The Corner

Missile Defense Is Not Just Over There Someplace

My friends Jack David (former deputy assistant secretary of defense for combating weapons of mass destruction) and Melanie Kirkpatrick (former WSJ deputy editorial page editor) have a great op-ed in the WSJ’s international edition today about President Obama’s abandonment of missile defense in Eastern Europe. A much missed point: The shield was, in part, intended to protect the eastern United States against the growing threat of Iranian missile attack:

It’s often forgotten that the now-dead system, which would have placed interceptor missiles in Poland and a powerful X-band radar in the Czech Republic, was also intended to provide an additional layer of defense for the Eastern seaboard of the U.S. from long-range Iranian missiles. Iran already has numerous short- and medium-range missiles, courtesy of its close collaboration with its North Korean ally. It is working on developing a long-range capability, which Pyongyang already has.

The U.S. is protected from the North Korean threat by a series of ground-based interceptors based in Alaska and California.

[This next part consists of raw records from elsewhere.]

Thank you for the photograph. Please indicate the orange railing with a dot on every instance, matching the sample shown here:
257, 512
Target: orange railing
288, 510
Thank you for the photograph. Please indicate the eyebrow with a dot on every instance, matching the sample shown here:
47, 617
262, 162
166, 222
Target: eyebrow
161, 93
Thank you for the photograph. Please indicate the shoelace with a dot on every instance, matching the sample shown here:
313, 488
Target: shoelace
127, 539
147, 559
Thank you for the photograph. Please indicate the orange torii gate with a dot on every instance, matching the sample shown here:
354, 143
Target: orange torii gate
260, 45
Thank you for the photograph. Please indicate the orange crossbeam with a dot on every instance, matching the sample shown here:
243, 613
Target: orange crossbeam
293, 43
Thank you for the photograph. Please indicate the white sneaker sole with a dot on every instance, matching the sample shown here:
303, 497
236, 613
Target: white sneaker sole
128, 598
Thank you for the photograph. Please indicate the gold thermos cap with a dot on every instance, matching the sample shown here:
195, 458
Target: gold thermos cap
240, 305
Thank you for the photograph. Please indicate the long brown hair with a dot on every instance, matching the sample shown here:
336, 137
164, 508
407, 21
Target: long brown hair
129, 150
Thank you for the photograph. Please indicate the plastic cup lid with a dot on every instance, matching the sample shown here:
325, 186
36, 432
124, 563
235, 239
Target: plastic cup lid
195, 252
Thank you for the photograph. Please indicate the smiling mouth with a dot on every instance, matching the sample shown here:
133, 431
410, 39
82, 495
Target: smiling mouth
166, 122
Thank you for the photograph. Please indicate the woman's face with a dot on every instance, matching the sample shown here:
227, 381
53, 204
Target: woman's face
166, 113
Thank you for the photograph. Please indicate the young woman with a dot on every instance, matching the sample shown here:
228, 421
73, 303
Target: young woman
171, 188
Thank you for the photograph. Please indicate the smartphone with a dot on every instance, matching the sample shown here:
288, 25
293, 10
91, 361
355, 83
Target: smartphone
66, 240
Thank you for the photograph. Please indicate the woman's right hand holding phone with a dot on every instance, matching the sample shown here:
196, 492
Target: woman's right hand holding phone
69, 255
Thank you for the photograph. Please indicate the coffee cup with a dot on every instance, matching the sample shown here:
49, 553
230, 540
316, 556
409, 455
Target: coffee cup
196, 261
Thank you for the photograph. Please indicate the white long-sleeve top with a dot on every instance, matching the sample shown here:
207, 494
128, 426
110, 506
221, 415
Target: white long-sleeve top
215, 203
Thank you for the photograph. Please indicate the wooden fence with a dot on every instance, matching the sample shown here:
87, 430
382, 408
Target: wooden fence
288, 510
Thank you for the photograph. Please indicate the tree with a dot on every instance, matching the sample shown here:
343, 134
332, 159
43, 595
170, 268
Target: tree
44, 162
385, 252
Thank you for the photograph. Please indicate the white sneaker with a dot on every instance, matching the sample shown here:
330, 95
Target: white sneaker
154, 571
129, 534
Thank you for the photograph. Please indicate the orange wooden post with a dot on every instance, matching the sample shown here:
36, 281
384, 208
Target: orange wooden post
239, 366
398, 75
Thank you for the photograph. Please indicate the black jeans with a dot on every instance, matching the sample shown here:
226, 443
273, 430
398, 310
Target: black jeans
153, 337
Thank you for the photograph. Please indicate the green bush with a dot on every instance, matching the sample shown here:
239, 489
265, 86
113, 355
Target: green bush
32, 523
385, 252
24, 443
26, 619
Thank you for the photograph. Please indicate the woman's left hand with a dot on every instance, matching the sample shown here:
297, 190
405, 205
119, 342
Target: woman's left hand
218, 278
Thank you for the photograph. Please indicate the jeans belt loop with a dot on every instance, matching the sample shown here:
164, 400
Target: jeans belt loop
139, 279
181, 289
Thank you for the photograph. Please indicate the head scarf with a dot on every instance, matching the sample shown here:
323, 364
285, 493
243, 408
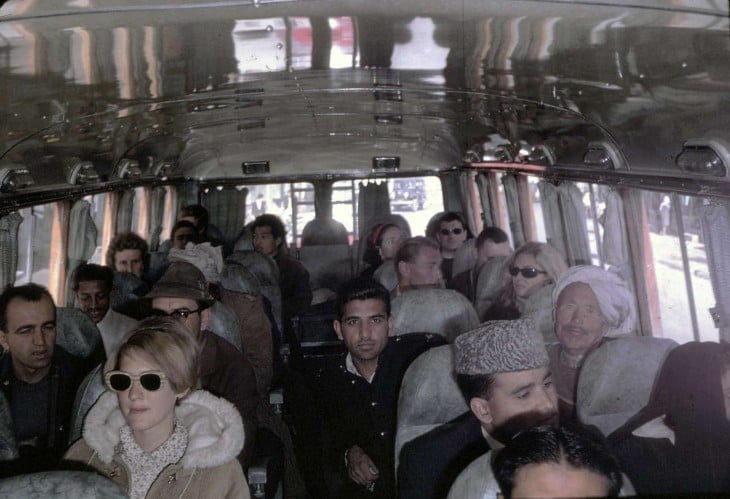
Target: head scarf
616, 301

But New York and Washington are a long way from Alaska and California, and the “third site,” as the European system was known, was designed in part to provide an additional layer of defense for the American East Coast.

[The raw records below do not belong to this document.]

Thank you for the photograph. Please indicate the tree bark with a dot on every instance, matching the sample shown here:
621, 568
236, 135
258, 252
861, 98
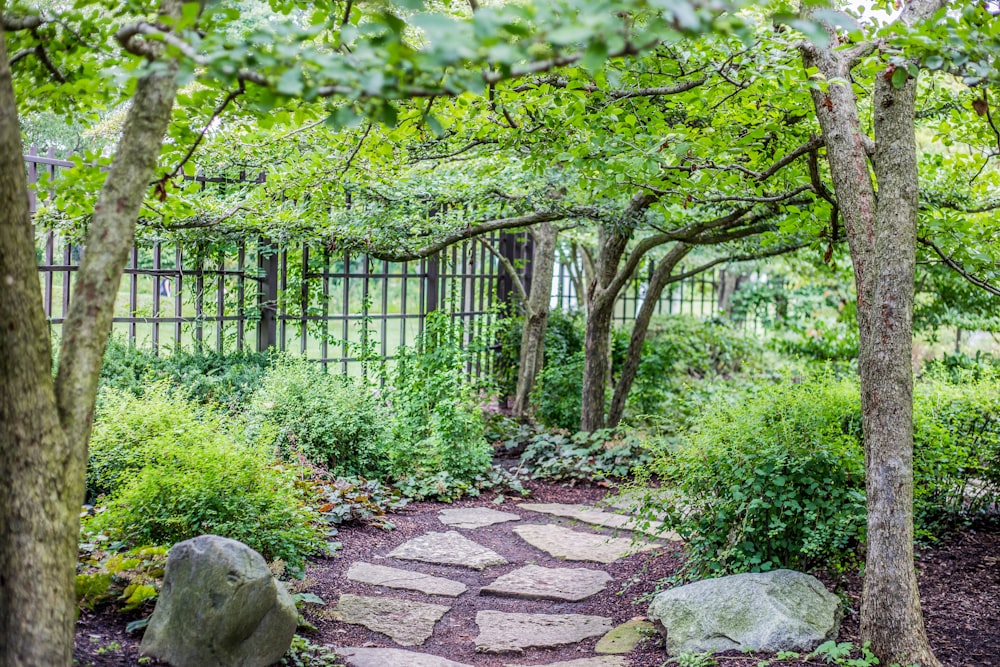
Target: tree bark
39, 503
45, 425
633, 356
881, 234
536, 316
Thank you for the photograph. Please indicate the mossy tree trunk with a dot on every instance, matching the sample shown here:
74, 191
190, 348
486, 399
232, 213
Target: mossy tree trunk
536, 315
881, 232
44, 423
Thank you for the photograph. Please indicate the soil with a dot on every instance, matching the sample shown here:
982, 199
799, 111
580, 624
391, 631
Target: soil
959, 583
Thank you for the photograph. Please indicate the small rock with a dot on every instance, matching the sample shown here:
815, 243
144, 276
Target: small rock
603, 661
774, 611
597, 517
625, 637
406, 622
475, 517
500, 632
569, 544
449, 548
391, 577
393, 657
219, 606
545, 583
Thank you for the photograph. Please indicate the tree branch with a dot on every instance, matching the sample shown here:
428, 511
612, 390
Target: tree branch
959, 269
509, 268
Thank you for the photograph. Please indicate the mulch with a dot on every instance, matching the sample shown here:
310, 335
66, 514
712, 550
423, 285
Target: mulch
959, 582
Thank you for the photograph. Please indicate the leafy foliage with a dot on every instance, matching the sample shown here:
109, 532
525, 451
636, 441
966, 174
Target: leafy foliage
207, 377
333, 421
130, 579
582, 457
437, 437
777, 480
165, 484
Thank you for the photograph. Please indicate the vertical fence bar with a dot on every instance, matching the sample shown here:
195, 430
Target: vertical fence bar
267, 296
304, 302
179, 298
240, 294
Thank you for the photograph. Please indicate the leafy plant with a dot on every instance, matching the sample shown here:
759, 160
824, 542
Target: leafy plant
437, 436
169, 483
774, 482
129, 579
583, 457
223, 379
335, 422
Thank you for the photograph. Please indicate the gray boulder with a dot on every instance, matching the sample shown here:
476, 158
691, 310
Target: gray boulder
219, 607
774, 611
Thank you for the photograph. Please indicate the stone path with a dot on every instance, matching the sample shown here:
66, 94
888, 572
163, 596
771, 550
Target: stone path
409, 622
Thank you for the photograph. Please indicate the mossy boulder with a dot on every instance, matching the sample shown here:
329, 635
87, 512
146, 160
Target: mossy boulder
219, 606
774, 611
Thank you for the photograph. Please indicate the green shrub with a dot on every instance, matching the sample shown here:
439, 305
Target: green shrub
680, 350
209, 377
193, 474
956, 451
437, 427
584, 457
557, 397
333, 421
774, 482
777, 480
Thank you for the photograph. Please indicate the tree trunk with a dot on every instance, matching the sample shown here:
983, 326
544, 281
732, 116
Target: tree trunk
45, 426
891, 618
882, 237
659, 280
40, 495
536, 316
596, 364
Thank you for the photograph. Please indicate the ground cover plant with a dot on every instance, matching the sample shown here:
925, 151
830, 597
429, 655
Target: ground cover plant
776, 479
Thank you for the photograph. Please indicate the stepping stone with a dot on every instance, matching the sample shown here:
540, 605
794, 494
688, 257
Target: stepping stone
500, 632
475, 517
393, 657
449, 548
625, 637
405, 622
598, 517
546, 583
391, 577
603, 661
569, 544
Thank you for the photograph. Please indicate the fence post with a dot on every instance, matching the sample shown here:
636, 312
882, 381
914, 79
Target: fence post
267, 296
433, 282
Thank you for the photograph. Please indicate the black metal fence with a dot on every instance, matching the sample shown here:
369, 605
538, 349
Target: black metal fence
329, 306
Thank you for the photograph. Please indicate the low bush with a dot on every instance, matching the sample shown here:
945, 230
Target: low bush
437, 430
778, 479
581, 457
335, 422
185, 471
224, 379
681, 350
774, 482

The “smarter” missile-defense system that President Obama announced yesterday won’t replace that capability. The mobile and sea-based system could help protect Berlin and Paris from short-range or medium-range missiles, but it won’t protect New York from an ICBM. The administration’s plan is a blow to the security architecture that protects the American homeland.

By the way, the U.S. Air Force’s National Air and Space Intelligence Center reported earlier this year that “Iran has ambitious ballistic missile and space launch development programs and, with sufficient foreign assistance [ACM — which we know they’ve been getting], Iran could develop and test an ICBM capable of reaching the United States by 2015.”

This really isn’t just Israel’s problem.